Stocks Retreated Late as Treasury Yields Fluctuated Near Cycle Peaks: U.S equities opened stronger after more mostly positive earnings reports and oscillated between gains and losses for most of Wednesday’s session. However, the major indices sold off sharply in the final half hour to close at session lows. Tech companies and financials were particularly hard hit although the weakness was broad across most sectors. The Nasdaq led declines with a 1.2% loss that pushed the index into a technical correction, down 10.7% from its all-time peak on November 19. The S&P 500 and Dow both fell by just under 1% Wednesday. Stocks’ recent weakness has been attributed to a spike in Treasury yields this year that has coincided with growing expectations for the Fed to tighten policy more aggressively as it seeks to bring down inflation. Overnight, the 10-year Treasury yield briefly touched 1.90% for the first time since January 2020 as Germany’s 10-year yield turned positive for the first time since May 2019. After sliding back through most of U.S. trading to as low as 1.82%, a bottom that was set shortly after a strong auction of 20-year notes, the 10-year Treasury yield ended the day 0.9 bps lower at 1.87%. The 2-year yield took a similarly shaped roundtrip to close up 1.5 bps at 1.06%. Fed funds futures continued to fully price in at least a 25-bp hike in March and roughly 100 bps of tightening in 2022.

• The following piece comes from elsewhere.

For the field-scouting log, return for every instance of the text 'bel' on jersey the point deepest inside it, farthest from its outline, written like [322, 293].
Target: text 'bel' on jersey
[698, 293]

Mixed Stocks as Yields Fall: Stocks were mixed across Asia and Europe Thursday but U.S. futures stabilized as Treasury yields matched declines for sovereign yields across Europe. Stocks in China trailed larger gains in Japan and Hong Kong despite the country’s central bank cutting its 1-year and 5-year loan prime rates. On Monday, the People’s Bank of China cut the 1-year medium-term lending facility rate, a key rate for lending to banks. Tech shares were among the best performers overnight after leading Wednesday’s weakness, lifting Nasdaq futures 0.7% higher at 7 a.m. CT. Dow and S&P 500 futures rose 0.3% amid earnings reports from several large U.S. regional banks and American Airlines. Prior to the release of the jobless claims data, the 2-year Treasury yield was 2.2 bps lower and the 10-year yield had declined 3.2 bps. Germany’s bund yield slipped 2.4 bps to -0.04% following a brief move into positive territory yesterday and oil prices edged down from seven-year highs. After the mixed first wave of data, the 2-year yield was 2.8 bps lower at 1.03% and the 10-year yield was down 4.3 bps at 1.82%.